'Reform or stimulus' policy divide grows as China slows

Written By Unknown on Jumat, 17 April 2015 | 18.12

* China aims for 7 pct growth in 2015, a quarter-century low

* Some policy advisers calling for more stimulus

* Others call for structural reforms for sustainable growth

* Concern that monetary stimulus fuelling speculative bubble

By Kevin Yao

BEIJING, April 17 (Reuters) - With China's economic growth heading for a quarter-century low, think-tanks and advisers to the government are polarising into those calling for more stimulus to arrest the slowdown and a rival camp emphasising structural reforms as the route to sustainable growth.

The debate among the think-tanks, which influence decision-making but do not wield direct power, is reflected in the ambivalent mood music coming from China's leaders, who accept the need to adapt to a "new normal" of slower but better quality growth, while fretting that a deeper downturn could fuel debt defaults, unemployment and social unrest.

To prevent growth from dipping below 7 percent, some economists are urging Beijing to step up policy support on top of the two interest rate cuts since November and a reduction in the level of deposits banks must hold in reserve.

"Employment is a lagging indicator; if the slowdown persists, it will definitely affect employment," said a senior economist at a well-connected think-tank who declined to be named.

"We still need to cut interest rates, bank reserve ratios and taxes, (and) the exchange rate should become more flexible."

Employment is for now holding up despite signs of rising job losses in some regions, including the rust-belt northeastern provinces, which Premier Li Keqiang visited last week, pledging to "stand up to" the downward pressure on the economy.

"The real downward pressure may be even bigger than the headline figures," said an economist who advises the government.

"The biggest difficulty is not slowdown itself. Many debt-laden firms cannot repay bank loans, and we must boost the money supply as quickly as possible to reduce real interest rates."

The economist called for deeper cuts to banks' reserve requirement ratio (RRR) this year, probably by 3-4 percentage points from the current 19.5 percent, and some yuan depreciation to help exporters.

Despite the rate cuts and lower RRR, falling inflation has kept real borrowing costs high.

Lu Zhengwei, chief economist at the Industrial Bank, has also called for yuan depreciation to support growth, but China's leaders are concerned it would encourage a further outflow of capital. Premier Li has ruled it out, even as he conceded that the 2015 growth target won't be easy.

"They will have to cut interest rates and RRR and boost investment, which may only provide a short relief for the economy but cannot change the downward trend," said Lu.

BOOST OR BUBBLE?

But other advisers say Beijing should tolerate lower growth, chastened by the experience of its last heavy stimulus programme after the global financial crisis, which saddled state-owned enterprises and local authorities with a mountain of debt, run up sometimes for projects of doubtful value.

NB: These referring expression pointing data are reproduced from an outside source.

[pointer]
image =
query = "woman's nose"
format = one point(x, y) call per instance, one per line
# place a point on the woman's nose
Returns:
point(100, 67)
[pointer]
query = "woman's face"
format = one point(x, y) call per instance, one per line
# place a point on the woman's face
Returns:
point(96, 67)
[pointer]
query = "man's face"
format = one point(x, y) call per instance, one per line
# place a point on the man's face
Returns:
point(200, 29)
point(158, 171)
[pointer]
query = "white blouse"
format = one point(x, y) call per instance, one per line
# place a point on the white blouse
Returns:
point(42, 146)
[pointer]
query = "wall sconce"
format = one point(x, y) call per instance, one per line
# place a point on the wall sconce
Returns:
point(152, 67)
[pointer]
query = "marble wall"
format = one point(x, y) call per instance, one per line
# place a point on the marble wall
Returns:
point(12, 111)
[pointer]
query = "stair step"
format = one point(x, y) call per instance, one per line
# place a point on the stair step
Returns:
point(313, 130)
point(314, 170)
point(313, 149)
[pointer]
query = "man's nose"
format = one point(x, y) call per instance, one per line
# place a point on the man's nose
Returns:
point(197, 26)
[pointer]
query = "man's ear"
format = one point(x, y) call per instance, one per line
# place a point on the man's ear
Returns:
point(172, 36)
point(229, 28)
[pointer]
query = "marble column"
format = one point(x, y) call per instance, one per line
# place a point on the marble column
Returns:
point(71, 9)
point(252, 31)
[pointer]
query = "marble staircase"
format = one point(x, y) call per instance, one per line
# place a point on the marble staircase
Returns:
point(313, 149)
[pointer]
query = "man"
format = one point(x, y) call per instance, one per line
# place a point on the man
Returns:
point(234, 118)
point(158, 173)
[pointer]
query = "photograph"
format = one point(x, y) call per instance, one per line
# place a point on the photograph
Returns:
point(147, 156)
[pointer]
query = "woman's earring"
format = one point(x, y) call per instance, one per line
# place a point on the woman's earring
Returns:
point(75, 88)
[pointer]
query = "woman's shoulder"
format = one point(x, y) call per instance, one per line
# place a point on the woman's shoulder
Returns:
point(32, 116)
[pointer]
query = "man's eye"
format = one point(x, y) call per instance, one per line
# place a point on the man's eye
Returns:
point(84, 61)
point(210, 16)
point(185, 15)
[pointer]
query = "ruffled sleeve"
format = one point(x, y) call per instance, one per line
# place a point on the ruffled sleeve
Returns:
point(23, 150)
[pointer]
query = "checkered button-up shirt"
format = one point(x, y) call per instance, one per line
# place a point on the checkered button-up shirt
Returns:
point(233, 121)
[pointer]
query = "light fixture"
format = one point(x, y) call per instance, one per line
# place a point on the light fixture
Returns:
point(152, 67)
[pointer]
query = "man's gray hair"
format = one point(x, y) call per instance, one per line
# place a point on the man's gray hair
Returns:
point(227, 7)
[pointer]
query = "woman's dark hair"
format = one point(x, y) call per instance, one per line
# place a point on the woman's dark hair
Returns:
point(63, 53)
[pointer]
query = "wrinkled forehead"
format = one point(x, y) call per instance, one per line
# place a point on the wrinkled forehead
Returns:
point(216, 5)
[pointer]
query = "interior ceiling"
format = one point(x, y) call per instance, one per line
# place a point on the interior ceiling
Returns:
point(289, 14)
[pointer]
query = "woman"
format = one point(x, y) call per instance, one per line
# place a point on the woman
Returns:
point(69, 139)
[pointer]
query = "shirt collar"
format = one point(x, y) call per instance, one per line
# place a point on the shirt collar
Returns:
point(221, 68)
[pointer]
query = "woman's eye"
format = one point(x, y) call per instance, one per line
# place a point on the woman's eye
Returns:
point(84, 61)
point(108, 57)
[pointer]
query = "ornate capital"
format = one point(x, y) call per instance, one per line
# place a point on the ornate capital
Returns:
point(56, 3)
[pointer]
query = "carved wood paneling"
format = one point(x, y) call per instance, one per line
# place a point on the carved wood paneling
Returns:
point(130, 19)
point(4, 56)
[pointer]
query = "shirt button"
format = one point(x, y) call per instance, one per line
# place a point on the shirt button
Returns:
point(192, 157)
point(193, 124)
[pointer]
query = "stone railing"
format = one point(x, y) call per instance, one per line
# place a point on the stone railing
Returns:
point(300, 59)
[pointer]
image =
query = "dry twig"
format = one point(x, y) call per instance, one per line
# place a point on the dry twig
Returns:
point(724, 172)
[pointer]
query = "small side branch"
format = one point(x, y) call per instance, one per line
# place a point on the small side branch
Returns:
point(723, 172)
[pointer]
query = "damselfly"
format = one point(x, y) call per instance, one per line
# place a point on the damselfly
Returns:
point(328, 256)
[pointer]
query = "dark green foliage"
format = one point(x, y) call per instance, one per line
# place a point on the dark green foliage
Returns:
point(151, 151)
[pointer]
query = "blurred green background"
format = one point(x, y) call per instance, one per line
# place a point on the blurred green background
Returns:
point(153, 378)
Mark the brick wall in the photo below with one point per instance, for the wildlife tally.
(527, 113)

These advisers argue that reforms to make the economy more efficient and responsive to market signals, which in the short term means letting weak companies fail and unproductive jobs evaporate, will produce better quality growth, while excessive stimulus could promote dangerous asset bubbles.

"They (leaders) are worried about the economy, but policy steps have limited effectiveness due to excessive investment in the past," said an economist with a think-tank affiliated to the National Development Reform Commission, the top planning agency.

Cai Fang, vice head of the Chinese Academy of Social Sciences (CASS), a government think-tank, also wants more emphasis on reforms. He advocates relaxing rules on family planning and the household registration system, which ties people's access to services to their residential status.

"We have used a variety of approaches to appropriately stimulate economic growth, but they are apparently not very useful," he told a high-level conference last month.

"That will make policymakers realise that they cannot use traditional means to boost economic growth potentials and must look to reforms to unleash dividends."

Those dividends should include government's long-term goal of reducing the burden of debt in the economy, while excessive stimulus risks further inflating speculative bubbles.